Because of the high rates of poverty among Latinos in Georgia, many find it difficult to obtain adequate transportation, housing, and health care. Georgia has a poor public transportation infrastructure, and Latinos who do not own a vehicle find it difficult to get around. Carpooling is the means by which 40 percent of employed Latinos get to and from work, and although this system is efficient, it limits the other places that Latinos can visit beyond their workplace. It also keeps many from obtaining better-paying jobs elsewhere. For those who own their own vehicles, getting a license to drive it is also a problem. Most places offer driving tests only in English, and identification requirements are strict. For those Latinos who are immigrants, these barriers make it more difficult to obtain drivers licenses in Georgia than in many other U.S. states.
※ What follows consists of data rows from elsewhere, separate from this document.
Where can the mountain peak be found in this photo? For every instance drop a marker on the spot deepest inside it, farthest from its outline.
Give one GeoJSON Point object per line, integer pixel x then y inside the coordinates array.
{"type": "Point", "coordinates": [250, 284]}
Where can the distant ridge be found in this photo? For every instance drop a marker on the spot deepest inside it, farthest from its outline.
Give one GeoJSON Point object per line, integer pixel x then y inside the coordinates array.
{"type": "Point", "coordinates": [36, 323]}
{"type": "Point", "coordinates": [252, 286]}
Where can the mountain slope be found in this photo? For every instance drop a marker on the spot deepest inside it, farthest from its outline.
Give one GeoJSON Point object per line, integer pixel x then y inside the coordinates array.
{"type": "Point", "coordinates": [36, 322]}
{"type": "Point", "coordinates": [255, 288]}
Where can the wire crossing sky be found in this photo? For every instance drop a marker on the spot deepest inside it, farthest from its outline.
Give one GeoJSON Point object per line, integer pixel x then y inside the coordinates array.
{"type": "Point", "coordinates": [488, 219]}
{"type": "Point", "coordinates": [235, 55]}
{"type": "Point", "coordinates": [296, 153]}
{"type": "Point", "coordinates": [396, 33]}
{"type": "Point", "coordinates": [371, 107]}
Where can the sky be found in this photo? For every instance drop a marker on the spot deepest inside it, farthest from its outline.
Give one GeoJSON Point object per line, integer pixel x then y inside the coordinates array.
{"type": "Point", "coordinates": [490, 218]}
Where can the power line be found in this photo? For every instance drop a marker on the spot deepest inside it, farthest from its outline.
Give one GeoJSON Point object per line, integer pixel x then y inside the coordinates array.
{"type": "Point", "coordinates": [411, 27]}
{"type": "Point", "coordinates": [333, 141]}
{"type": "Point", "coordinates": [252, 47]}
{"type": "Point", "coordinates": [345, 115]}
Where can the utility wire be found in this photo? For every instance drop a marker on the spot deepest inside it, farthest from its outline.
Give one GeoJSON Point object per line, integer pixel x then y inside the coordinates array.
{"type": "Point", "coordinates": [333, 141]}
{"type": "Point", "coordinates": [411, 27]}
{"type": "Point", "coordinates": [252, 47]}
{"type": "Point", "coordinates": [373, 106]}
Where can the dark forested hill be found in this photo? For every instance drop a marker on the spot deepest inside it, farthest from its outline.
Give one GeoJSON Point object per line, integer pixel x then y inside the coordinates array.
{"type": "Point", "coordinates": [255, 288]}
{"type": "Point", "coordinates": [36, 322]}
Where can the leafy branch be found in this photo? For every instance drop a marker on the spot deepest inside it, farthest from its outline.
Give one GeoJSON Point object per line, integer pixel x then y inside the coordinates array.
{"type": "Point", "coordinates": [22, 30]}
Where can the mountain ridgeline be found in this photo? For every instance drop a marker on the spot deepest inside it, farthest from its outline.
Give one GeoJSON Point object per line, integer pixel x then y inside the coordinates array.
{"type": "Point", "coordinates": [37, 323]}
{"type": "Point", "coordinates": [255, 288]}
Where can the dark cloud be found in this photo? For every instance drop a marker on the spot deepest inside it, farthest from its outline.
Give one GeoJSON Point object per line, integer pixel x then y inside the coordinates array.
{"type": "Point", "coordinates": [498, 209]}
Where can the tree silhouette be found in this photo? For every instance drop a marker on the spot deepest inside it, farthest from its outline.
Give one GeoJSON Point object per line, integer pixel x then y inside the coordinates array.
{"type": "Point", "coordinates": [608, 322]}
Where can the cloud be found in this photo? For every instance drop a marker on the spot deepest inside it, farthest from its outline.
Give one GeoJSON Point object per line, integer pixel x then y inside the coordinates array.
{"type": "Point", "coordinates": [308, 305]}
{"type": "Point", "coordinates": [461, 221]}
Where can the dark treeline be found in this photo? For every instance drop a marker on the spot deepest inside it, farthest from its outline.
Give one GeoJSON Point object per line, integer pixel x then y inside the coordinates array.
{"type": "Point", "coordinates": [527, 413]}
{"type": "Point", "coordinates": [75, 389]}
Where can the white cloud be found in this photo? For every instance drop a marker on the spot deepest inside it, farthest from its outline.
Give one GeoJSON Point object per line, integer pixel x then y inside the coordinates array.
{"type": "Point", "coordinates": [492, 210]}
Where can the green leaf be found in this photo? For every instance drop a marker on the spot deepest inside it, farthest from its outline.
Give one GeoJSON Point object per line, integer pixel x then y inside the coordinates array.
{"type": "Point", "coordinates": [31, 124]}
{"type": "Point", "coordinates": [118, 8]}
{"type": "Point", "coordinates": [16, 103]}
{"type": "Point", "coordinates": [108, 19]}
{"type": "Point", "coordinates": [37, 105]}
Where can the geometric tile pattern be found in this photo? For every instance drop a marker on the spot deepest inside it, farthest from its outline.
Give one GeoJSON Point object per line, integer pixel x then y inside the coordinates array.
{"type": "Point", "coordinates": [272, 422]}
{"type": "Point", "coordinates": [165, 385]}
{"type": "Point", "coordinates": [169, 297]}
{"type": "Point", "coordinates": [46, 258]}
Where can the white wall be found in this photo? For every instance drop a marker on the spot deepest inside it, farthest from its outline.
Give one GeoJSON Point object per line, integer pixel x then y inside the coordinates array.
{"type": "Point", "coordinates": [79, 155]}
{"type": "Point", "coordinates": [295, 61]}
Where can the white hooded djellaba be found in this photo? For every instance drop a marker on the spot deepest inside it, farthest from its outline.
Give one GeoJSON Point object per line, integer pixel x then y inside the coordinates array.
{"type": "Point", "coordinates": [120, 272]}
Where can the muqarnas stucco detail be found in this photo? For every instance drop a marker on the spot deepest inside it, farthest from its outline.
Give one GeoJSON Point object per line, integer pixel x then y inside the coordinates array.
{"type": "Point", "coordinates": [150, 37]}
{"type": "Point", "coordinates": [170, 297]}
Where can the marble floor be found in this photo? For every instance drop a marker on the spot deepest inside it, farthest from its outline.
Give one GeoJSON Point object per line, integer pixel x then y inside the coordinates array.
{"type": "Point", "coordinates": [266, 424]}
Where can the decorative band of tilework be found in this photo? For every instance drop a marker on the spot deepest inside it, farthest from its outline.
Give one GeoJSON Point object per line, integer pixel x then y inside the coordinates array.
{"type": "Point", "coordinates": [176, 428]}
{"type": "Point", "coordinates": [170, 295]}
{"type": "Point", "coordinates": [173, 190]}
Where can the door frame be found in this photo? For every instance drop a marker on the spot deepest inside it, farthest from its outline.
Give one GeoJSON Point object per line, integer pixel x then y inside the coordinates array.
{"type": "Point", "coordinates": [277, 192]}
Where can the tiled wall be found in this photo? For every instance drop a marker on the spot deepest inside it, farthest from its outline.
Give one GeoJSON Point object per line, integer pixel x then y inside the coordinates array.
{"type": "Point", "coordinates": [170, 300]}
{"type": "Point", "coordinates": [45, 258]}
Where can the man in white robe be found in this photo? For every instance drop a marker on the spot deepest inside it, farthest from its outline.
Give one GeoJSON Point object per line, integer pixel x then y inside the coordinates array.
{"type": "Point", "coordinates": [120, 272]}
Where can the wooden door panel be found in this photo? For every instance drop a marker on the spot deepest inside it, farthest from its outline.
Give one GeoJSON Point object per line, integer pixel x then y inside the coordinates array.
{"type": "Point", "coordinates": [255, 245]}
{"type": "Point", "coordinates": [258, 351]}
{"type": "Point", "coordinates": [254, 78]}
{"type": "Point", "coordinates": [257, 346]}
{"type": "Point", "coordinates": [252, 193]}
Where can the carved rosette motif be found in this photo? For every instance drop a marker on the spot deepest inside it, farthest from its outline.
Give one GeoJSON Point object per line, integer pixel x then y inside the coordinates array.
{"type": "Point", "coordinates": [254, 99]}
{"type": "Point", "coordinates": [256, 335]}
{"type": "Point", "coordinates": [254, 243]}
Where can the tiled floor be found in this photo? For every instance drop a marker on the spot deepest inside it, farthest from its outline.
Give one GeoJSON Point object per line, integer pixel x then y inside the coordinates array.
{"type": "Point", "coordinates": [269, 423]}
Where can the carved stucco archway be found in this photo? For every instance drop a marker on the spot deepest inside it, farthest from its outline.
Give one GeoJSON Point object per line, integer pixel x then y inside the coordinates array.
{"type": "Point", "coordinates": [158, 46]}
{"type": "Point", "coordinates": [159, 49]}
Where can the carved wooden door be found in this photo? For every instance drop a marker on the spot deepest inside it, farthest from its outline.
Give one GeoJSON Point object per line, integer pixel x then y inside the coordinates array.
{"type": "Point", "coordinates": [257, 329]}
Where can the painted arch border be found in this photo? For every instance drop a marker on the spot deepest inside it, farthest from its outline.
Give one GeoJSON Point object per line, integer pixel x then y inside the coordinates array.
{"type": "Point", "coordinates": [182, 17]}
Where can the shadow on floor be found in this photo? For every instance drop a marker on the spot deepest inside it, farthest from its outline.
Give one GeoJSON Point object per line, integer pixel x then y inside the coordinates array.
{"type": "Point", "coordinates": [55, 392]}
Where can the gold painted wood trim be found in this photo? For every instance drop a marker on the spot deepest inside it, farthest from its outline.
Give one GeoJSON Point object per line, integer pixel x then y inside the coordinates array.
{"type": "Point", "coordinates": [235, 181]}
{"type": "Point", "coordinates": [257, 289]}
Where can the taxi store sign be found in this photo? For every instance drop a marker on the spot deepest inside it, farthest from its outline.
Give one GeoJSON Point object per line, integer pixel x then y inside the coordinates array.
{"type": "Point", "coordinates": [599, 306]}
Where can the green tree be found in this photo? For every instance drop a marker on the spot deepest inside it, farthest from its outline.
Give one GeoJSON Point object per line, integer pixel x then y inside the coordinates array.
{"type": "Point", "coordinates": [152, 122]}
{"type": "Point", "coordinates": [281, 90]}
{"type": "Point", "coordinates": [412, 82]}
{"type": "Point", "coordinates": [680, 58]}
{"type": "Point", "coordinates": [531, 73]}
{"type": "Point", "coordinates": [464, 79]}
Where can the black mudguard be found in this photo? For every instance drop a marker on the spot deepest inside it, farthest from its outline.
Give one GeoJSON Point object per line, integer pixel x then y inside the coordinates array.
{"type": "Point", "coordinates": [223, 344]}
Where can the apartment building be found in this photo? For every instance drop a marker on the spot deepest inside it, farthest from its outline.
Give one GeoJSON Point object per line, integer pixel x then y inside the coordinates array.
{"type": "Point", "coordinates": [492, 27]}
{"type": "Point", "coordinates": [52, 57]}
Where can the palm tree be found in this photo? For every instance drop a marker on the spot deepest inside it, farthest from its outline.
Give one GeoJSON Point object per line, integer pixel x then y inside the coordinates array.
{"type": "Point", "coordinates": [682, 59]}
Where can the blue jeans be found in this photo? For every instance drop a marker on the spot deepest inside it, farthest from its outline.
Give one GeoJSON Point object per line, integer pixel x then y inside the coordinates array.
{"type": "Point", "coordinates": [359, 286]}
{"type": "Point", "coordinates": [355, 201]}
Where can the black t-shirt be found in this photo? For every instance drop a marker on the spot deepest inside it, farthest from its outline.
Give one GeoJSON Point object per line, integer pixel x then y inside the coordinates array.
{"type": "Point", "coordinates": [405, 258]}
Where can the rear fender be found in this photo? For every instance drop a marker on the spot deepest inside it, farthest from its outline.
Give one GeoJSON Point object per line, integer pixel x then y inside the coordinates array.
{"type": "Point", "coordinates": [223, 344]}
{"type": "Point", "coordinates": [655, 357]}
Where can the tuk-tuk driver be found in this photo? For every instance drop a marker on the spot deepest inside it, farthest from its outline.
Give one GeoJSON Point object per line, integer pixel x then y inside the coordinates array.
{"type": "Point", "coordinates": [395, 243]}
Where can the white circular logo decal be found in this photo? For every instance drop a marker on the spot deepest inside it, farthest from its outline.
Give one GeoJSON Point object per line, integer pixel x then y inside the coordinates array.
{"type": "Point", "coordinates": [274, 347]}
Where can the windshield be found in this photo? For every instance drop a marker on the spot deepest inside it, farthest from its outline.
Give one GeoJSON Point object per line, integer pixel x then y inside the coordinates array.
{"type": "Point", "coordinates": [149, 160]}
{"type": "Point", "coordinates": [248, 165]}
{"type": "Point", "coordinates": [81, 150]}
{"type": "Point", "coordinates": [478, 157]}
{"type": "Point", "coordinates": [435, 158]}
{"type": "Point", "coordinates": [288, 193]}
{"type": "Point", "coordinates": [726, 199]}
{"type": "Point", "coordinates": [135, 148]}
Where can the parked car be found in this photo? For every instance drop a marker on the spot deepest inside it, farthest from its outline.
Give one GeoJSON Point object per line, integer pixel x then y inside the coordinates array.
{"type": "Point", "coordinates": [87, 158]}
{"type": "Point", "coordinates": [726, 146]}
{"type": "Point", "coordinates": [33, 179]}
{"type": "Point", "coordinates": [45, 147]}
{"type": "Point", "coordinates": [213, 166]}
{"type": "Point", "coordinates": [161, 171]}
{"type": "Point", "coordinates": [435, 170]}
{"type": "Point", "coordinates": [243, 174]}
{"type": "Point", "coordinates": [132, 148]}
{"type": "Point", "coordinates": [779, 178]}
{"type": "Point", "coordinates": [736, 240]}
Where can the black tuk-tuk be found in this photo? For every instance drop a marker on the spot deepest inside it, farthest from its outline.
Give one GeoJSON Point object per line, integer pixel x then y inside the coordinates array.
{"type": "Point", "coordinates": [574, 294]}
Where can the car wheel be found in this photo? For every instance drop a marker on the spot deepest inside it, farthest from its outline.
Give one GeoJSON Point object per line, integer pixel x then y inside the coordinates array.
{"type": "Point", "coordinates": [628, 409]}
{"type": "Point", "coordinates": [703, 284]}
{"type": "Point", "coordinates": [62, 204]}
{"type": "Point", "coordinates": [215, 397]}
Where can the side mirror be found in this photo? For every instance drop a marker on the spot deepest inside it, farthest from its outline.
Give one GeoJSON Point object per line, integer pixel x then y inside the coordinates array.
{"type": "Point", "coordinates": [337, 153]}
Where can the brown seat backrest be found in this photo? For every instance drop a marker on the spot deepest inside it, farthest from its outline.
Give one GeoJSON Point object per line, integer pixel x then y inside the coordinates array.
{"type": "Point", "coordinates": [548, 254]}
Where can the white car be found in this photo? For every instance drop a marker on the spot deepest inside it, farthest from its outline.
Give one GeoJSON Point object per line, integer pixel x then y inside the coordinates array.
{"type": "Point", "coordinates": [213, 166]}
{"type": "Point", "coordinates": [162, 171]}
Many Latinos also live in unsafe, dilapidated housing. Those without transportation may choose poorer quality housing because it is within walking distance of work. For recent Latino immigrants with undeveloped English skills, dilapidated housing may be the only housing that they know about because they lack access to good information. For Latinos who are poor more than a quarter of Georgia’s Latinos bad housing may be all that they can afford.

One of the ironies of the fact that so many Latinos live in such poor quality housing stock is that many of them are employed in construction. They build homes that they cannot afford to buy. Additionally, some Latinos who can afford to buy homes have become victims of unscrupulous realtors. Housing fraud is a growing problem in Georgia, and Latinos are increasingly the victims.

For the poorest Latinos having several people living in a household is one means by which housing becomes affordable. This practice leads to problems of overcrowding, which is so widespread that Latinos in Georgia have a name for it, camas calientes (hot beds). The phrase refers to the situation whereby so many are sharing living quarters and sleeping in shifts that the mattresses never get cold. Some communities have reacted to camas calientes by enforcing housing codes that limit the number of people sharing living quarters. Such laws ignore the cultural tendency among Latinos to live in larger, multigenerational households. Additionally, these ordinances can lead to more overcrowding in other areas as residents are pushed from one locale to another.

Often Latinos live segregated from other Georgians in mobile home parks. Because of the heavy concentration of Latinos especially immigrants in these

places, trailers parks are increasingly becoming the targets of criminals. Particularly problematic are home invasions. Because many recent immigrants are uninformed about U.S. banking practices, they keep their money at home. Knowing that there are likely to be large sums of money in the trailers, criminals will target these Latino communities.